Because of these statements distancing himself from Israel, Trump’s March 21,2016 speech to the American Israel Public Affairs Committee was hotly anticipated. Would he continue his rogue line? No—Trump delivered a fairly aggressive, hardline speech, taking the side of Benjamin Netanyahu’s government and blaming Palestinians for the lack of peace. However, the speech, reportedly shaped by his son-in-law Jared Kushner and New York Observer editor Ken Kurson, was so nakedly partisan in its attacks on Barack Obama that AIPAC issued an unprecedented apology for it the following day.
A week later, Trump spoke to The New York Times, where he was characteristically vague. Did he support a two-state solution? “Well, I think a lot of people are saying it’s going to result in a two-state solution. What I would love to do is to, a lot of people are saying that. I’ m not saying anything, ” he said. Later in the same interview, however, he offered the basic U. S. line on the conflict for years: “Basically I support a two-state solution on Israel. But the Palestinian Authority has to recognize Israel’s right to exist as a Jewish state.”
Days after he was elected president, Trump again mentioned a desire to bring peace, seeing it as the apotheosis of his dealmaker reputation. “That’s the ultimate deal, ” Trump said . “As a deal maker, I’ d like to do… the deal that can’ t be made.
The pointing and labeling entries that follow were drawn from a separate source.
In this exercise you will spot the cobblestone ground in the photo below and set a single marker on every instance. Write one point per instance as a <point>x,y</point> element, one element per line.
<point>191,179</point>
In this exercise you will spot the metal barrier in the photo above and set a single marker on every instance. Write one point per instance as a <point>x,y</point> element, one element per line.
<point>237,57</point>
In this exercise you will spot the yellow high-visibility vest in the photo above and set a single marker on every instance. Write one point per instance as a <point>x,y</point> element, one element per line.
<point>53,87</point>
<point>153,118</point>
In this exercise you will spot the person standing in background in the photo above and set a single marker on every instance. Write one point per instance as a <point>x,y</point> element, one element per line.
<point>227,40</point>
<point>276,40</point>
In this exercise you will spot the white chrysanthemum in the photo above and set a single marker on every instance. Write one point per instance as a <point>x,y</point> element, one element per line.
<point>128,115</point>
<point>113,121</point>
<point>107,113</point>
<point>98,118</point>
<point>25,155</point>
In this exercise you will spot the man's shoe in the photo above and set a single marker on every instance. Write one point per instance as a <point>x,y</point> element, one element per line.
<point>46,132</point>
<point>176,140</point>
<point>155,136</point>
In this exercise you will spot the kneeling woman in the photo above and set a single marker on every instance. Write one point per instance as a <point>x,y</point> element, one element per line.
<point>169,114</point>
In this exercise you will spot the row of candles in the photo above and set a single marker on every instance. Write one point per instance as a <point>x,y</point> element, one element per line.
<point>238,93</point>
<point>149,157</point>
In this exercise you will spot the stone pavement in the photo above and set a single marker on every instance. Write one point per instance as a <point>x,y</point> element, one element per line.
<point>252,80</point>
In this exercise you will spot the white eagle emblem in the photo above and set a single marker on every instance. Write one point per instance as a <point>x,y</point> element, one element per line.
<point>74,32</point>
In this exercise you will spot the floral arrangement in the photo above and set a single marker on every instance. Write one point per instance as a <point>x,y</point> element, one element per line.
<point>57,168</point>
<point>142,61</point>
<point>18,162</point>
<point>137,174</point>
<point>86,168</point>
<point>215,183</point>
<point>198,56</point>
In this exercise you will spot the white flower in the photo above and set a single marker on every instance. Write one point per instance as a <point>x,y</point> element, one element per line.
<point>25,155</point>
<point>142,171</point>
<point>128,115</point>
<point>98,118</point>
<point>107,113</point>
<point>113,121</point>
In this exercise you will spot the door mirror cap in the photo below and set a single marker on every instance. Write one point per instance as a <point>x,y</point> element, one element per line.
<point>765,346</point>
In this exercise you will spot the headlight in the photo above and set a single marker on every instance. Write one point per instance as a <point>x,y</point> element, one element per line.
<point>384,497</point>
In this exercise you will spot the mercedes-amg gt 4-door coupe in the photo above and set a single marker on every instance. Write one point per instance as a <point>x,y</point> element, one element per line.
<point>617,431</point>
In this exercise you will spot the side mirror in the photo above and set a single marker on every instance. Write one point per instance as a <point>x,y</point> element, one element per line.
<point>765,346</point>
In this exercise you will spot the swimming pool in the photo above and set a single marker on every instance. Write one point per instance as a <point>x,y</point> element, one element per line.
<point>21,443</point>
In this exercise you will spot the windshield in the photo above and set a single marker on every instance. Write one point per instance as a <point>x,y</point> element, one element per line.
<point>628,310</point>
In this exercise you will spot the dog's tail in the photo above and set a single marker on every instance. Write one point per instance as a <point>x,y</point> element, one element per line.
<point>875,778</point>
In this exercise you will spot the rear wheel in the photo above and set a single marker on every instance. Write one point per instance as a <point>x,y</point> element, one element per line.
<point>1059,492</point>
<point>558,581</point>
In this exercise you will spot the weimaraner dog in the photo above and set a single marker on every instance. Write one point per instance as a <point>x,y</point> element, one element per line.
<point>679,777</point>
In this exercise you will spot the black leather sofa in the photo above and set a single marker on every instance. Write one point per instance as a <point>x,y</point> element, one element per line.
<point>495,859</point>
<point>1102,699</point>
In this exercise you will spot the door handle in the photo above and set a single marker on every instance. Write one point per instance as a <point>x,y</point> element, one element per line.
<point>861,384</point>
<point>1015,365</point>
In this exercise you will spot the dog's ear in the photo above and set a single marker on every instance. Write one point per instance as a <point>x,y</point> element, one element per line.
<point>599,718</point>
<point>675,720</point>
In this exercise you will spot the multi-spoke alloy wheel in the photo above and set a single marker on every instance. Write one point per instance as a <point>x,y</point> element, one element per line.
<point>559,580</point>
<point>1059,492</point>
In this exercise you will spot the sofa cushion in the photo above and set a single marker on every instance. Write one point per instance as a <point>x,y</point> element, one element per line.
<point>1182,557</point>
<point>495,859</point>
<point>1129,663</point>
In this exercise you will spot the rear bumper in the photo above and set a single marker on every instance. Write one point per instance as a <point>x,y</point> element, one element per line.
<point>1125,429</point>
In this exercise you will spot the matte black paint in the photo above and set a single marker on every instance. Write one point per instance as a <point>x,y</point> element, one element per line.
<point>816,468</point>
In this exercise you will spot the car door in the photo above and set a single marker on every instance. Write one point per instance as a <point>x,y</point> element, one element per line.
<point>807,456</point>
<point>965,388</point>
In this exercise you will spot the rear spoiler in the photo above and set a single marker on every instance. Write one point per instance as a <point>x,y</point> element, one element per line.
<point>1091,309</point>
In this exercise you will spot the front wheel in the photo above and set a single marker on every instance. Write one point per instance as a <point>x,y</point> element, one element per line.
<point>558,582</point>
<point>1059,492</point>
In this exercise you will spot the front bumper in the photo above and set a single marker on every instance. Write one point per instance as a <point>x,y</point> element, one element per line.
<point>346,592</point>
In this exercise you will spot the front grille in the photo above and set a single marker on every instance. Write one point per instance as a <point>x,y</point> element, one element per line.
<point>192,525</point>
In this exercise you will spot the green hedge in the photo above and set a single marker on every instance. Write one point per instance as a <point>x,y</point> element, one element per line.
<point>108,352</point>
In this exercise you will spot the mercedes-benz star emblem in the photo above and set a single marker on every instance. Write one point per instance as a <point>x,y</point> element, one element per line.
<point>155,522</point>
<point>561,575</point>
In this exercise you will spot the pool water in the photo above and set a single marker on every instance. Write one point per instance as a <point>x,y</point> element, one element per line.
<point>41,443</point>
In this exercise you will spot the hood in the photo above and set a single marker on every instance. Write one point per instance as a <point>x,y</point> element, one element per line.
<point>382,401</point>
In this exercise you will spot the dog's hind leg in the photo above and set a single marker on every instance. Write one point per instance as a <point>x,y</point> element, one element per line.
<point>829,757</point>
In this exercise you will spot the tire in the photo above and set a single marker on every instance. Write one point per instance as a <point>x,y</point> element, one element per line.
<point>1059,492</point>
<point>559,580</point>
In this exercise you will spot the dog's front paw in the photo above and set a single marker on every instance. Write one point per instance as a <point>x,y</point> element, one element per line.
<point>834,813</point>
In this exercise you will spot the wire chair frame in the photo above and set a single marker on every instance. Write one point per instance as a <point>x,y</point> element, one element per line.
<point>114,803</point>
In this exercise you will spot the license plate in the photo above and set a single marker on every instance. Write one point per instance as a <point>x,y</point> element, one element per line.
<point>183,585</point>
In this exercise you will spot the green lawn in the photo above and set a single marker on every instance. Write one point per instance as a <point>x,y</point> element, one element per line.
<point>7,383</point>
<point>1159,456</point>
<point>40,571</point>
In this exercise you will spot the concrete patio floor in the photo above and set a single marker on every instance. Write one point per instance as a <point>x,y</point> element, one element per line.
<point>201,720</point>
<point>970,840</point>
And do it for humanity’s sake.” Later in November, speaking to the Times again, he boasted that he could make it happen.
“I’ ve had a lot of, actually, great Israeli businesspeople tell me, you can’ t do that, it’s impossible, ” Trump said. “I disagree, I think you can make peace. I think people are tired now of being shot, killed. At some point, when do they come? I think we can do that. I have reason to believe I can do that.”
After the election, Trump’s commitment to the process came under question as his public stances became significantly more hardline on Israel. He nominated David Friedman, an especially right-wing figure with a history of inflammatory statements (including calling Obama an anti-Semite and comparing liberal American Jews to ghetto “kapos”) and no diplomatic experience, as his ambassador to Israel. Trump and Friedman both also vowed to move the U. S. Embassy from Tel Aviv to Jerusalem, a long-running wish of Israeli leaders that Palestinians have said would destroy the peace process.
Trump continued along the same road in February. He first refused to take an official stance on Israeli settlements in the West Bank, reversing longstanding American policy of opposing new settlements. That cheered the Israeli right but rattled the international community, Palestinians, and liberal Israelis. Two weeks later, he went even further, saying he had no particular commitment to the two-state solution. “I’ m looking at two states and one state, I like the one that both parties like, ” the president said at a White House press conference with Israeli Prime Minister Benjamin Netanyahu. “I can live with either one.” He had said things like this during the campaign, but now that he was president, the comment was especially startling.
Since then, however, Trump has been distracted by crises foreign and domestic. He has notably gone quiet on his plan to move the U. S. Embassy, though Vice President Pence insisted on Tuesday that the president is “seriously considering” a move.
Ahead of Wednesday’s comments, Trump addressed the peace process during the same interview with Reuters in which he expressed chagrin at the difficulty of the presidency. “I want to see peace with Israel and the Palestinians, ” he said. “There is no reason there’s not peace between Israel and the Palestinians—none whatsoever.